AOL has backed away from introducing anti-spam Sender ID technology after a key component was rejected by the IETF because of patent concerns.
AOL said in August that this month it would add SPF (Sender Policy Framework) to screen incoming e-mail. It already used the technology for outgoing email. However, it has now confirmed that it will not be using Sender ID, which comprises SPF and Microsoft's Caller ID, because of concerns by a standard body that Microsoft was not making known pending patents on the technology.
"AOL will now not be moving forward with full deployment of the Sender ID protocol," spokesman Nicholas Graham said. Instead, the ISP will support only the sender policy framework (SPF) to fight spam by verifying the source of e-mail sent to its users. It will use the technology for outgoing e-mail but, crucially, will not apply it for incoming mail, the company said.
The giant's rejection comes a week after an IETF group considering Sender ID as a standard said the proposal needed rewriting. Earlier this month, open-source groups the Apache Software Foundation and the Debian Project dismissed Sender ID because the licence would prevent them from supporting the technology.
AOL is concerned about the lack of acceptance for Sender ID in the open-source community, Graham said. Additionally, the ISP is afraid that recent changes to Sender ID will make it incompatible with the original SPF specification, he said. AOL had endorsed Sender ID when it was submitted to the IETF in June.
While AOL's decision could be seen as another setback for Sender ID, Microsoft said AOL's action is fully in line with the Sender ID proposal, which is being revised.
Support for SPF essentially equals support for Sender ID, said Microsoft spokesman Sean Sundwall. "AOL's decision to conduct just the SPF check reflects exactly the flexibility provided by the Sender ID proposal. Sender ID is still alive and there are two ways to do the checking," he said.
Sender ID combines SPF, developed by Meng Weng Wong of Pobox.com, and the Microsoft-developed Caller ID specification. In May, Microsoft and Meng agreed to merge their proposals and submitted it to the IETF a month later.
The Sender ID proposal to the IETF is being rewritten to allow flexibility on which checking method is used, either the SPF method or a check for the Purported Responsible Address, which was first published as part of Microsoft's original Caller ID plan, Sundwall said. "AOL's news is much ado about nothing," he said.

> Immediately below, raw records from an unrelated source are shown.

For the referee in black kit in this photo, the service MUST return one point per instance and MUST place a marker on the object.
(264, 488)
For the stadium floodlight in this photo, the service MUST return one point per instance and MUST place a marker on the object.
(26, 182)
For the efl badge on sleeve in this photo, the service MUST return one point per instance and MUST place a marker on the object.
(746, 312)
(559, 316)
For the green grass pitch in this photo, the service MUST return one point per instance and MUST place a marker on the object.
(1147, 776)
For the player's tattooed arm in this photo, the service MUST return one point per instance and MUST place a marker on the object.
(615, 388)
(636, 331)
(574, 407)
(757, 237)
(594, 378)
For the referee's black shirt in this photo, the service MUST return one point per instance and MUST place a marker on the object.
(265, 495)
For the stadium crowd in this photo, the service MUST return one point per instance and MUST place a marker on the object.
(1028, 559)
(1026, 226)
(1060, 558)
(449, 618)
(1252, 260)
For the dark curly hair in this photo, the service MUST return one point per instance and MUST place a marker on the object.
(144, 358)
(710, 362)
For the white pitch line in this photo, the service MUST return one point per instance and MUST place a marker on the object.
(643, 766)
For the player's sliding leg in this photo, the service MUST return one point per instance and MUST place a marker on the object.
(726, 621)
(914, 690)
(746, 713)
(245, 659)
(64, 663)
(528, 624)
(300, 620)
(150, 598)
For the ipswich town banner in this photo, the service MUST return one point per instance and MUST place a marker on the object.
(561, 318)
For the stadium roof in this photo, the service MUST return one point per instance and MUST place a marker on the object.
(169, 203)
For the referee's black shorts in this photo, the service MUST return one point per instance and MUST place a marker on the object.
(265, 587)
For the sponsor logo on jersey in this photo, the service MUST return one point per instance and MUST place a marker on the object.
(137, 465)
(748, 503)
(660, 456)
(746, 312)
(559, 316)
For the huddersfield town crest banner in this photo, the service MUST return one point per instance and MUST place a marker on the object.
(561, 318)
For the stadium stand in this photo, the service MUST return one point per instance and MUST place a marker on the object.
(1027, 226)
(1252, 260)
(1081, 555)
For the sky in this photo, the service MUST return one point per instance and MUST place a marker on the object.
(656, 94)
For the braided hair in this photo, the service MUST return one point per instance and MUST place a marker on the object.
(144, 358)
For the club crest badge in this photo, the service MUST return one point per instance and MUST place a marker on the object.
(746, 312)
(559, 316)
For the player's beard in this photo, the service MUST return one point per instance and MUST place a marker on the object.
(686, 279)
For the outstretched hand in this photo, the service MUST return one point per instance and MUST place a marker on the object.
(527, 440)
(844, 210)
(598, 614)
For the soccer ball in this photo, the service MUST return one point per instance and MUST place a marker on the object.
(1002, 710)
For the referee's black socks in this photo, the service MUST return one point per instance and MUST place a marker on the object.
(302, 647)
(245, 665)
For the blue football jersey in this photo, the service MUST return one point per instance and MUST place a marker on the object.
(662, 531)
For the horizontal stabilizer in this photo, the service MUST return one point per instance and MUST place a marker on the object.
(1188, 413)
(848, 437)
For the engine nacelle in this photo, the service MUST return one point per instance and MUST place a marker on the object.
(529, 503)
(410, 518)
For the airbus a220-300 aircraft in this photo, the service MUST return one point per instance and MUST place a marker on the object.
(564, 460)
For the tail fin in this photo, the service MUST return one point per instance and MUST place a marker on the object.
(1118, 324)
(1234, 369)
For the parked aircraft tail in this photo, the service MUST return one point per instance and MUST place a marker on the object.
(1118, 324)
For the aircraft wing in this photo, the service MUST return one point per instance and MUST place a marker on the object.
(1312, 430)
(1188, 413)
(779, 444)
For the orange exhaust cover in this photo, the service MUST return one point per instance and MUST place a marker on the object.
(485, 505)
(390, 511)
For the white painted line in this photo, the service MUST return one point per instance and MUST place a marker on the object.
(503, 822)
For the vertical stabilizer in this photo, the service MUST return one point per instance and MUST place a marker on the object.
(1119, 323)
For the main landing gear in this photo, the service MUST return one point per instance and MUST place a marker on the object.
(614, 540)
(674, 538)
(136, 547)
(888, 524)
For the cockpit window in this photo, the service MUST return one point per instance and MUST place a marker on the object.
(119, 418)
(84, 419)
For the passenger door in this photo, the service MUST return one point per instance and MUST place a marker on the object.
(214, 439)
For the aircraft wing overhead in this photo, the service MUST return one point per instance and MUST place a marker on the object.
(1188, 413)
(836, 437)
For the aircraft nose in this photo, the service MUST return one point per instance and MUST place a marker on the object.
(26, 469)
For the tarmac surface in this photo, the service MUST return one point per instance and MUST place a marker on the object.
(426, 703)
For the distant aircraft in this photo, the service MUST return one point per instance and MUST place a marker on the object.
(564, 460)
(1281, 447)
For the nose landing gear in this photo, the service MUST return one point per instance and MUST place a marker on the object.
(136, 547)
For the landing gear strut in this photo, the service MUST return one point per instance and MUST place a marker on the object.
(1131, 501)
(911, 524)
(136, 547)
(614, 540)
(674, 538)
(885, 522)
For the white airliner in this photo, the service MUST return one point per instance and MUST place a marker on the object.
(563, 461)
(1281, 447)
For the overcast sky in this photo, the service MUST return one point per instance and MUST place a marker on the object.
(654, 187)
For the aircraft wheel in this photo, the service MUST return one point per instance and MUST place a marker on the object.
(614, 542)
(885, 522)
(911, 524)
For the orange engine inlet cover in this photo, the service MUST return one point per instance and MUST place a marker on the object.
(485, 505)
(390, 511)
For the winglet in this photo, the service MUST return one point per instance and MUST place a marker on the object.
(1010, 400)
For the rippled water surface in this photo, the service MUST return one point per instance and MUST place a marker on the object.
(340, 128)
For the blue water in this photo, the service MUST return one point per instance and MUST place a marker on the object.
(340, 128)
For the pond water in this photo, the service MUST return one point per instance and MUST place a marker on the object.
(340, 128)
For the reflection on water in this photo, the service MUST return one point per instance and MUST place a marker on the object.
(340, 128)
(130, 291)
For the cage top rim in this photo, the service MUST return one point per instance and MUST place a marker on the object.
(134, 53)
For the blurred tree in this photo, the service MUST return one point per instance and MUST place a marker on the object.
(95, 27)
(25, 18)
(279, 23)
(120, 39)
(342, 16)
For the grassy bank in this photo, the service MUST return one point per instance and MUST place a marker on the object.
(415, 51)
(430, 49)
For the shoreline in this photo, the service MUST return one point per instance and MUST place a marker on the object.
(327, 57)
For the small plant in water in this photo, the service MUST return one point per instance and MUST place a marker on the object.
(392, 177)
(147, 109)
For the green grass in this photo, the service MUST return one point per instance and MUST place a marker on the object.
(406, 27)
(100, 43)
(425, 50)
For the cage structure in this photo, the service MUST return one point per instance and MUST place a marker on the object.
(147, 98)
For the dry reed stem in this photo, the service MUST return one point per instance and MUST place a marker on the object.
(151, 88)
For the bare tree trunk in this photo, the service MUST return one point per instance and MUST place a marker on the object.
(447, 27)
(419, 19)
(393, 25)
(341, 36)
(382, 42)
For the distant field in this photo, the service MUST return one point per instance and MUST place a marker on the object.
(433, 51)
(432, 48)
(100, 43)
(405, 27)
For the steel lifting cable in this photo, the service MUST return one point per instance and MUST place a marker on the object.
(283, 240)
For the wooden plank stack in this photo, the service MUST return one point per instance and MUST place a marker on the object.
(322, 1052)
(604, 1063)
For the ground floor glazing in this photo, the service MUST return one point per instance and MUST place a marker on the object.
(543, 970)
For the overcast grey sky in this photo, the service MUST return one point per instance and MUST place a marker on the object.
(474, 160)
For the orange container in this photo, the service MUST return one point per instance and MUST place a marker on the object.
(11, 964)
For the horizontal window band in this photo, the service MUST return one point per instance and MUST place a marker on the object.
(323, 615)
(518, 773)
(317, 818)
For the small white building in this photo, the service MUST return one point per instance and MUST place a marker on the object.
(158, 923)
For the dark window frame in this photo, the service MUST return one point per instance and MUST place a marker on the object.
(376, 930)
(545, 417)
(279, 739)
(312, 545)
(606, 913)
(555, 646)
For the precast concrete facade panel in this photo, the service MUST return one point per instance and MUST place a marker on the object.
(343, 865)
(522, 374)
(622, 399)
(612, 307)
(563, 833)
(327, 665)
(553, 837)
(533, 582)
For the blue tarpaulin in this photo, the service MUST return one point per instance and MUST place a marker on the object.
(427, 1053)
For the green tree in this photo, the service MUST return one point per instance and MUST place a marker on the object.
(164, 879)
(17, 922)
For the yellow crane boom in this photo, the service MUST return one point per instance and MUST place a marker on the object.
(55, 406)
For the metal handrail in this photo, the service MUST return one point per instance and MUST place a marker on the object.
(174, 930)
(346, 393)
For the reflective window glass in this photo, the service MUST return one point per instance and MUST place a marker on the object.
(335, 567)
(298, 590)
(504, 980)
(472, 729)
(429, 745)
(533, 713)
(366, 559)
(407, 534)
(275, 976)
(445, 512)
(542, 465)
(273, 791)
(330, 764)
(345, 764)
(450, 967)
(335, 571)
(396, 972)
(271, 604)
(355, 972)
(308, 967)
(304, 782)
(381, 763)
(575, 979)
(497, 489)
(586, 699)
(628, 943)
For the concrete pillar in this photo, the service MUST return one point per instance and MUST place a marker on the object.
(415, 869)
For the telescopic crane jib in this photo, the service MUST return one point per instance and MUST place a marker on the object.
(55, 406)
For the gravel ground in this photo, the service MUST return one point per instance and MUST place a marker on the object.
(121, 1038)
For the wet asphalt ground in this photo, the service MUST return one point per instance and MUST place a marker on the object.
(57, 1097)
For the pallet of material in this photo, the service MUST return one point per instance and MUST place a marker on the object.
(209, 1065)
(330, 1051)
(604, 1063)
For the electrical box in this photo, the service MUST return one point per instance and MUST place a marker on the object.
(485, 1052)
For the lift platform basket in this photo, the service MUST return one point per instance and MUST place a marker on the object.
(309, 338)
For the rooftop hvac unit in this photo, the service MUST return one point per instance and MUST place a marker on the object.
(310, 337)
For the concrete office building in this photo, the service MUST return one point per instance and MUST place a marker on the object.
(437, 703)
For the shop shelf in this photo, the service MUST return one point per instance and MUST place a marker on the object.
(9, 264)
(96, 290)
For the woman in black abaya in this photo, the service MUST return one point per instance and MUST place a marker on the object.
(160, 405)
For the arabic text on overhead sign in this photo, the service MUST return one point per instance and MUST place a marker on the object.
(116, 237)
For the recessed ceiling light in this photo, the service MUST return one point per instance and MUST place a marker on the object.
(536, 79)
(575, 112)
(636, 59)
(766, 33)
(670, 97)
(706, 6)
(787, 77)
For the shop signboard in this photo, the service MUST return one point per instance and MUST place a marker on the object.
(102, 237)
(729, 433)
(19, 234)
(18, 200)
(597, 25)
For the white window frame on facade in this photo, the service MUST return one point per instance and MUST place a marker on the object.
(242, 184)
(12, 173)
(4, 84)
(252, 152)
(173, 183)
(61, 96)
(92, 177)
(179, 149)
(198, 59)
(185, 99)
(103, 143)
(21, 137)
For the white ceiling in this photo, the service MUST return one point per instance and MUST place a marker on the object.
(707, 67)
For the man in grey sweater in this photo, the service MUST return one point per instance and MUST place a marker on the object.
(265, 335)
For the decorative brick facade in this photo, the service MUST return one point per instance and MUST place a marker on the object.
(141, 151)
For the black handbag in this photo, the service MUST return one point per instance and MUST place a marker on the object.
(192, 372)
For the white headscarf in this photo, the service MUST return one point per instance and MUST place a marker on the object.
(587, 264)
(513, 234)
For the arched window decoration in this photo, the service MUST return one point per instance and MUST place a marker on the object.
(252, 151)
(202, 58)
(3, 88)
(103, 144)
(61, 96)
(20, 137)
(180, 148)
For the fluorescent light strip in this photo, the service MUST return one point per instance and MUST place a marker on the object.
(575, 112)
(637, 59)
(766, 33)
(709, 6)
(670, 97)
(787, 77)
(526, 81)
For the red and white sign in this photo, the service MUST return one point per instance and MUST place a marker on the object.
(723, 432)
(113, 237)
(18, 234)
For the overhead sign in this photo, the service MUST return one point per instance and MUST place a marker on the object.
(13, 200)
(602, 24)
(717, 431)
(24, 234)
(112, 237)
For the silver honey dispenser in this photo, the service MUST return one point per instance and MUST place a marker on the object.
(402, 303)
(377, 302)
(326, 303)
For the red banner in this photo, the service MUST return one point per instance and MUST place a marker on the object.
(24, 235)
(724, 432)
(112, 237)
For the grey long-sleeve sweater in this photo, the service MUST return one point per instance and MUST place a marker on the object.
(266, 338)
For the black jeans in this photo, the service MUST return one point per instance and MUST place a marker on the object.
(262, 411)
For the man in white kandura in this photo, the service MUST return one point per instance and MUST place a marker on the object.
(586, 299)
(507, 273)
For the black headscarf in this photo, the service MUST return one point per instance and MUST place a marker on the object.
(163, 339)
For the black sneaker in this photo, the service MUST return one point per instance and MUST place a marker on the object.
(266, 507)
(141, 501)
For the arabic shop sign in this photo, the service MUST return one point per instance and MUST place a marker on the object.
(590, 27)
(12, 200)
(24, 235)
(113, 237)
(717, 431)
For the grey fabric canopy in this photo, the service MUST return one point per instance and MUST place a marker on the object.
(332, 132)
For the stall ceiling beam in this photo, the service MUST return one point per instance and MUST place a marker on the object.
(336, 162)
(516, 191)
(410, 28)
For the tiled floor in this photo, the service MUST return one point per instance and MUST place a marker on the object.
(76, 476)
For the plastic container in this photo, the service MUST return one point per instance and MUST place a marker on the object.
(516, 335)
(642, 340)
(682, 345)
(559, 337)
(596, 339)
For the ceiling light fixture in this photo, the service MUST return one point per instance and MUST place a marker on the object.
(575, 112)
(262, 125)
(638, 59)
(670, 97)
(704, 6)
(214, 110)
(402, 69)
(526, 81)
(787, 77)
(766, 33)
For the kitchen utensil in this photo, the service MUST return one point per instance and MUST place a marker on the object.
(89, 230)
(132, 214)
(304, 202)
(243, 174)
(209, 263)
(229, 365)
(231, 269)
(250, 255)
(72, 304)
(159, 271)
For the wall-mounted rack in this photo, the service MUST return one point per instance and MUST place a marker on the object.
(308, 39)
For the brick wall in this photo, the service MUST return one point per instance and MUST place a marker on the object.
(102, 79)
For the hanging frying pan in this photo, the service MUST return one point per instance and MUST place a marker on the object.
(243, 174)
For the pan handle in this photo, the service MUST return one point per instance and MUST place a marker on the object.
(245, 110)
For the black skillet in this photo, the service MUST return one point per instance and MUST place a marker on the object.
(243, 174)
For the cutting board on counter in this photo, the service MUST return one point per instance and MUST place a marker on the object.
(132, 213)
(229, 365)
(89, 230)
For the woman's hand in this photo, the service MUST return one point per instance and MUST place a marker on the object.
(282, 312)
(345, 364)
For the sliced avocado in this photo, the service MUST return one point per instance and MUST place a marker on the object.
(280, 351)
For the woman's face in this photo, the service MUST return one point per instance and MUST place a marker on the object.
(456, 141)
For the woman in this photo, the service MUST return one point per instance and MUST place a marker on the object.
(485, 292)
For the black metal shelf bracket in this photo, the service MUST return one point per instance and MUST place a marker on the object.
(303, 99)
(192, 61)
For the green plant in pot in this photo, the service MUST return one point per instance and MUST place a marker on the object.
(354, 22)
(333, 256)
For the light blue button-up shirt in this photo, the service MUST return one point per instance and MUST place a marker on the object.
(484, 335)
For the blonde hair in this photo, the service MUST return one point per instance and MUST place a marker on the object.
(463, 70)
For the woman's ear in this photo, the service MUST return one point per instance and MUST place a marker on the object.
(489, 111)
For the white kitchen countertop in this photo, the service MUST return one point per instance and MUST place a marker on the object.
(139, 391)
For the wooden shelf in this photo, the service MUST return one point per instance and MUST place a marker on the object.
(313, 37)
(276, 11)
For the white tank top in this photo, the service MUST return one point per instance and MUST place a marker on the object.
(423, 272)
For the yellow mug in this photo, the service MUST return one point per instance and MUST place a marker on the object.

Microsoft and Wong propose Sender ID as a standard for e-mail authentication, designed to prevent faking of e-mail addresses and the origin of an e-mail message. Criminals have used the ability to forge the origin of an e-mail, for example, in schemes to send e-mail that looks like it is from a bank and tricks users into giving up personal information.
With SPF, organisations publish a list of their approved outgoing e-mail servers, called an SPF record, in the DNS. That SPF record is then used to verify the source of e-mail messages sent to other Internet domains. Microsoft's Caller ID works in a similar way.
AOL said it is also looking at Domain Keys, a technology developed by rival Yahoo, for possible use in tandem with SPF. With Domain Keys each e-mail gets a digital signature to verify its source.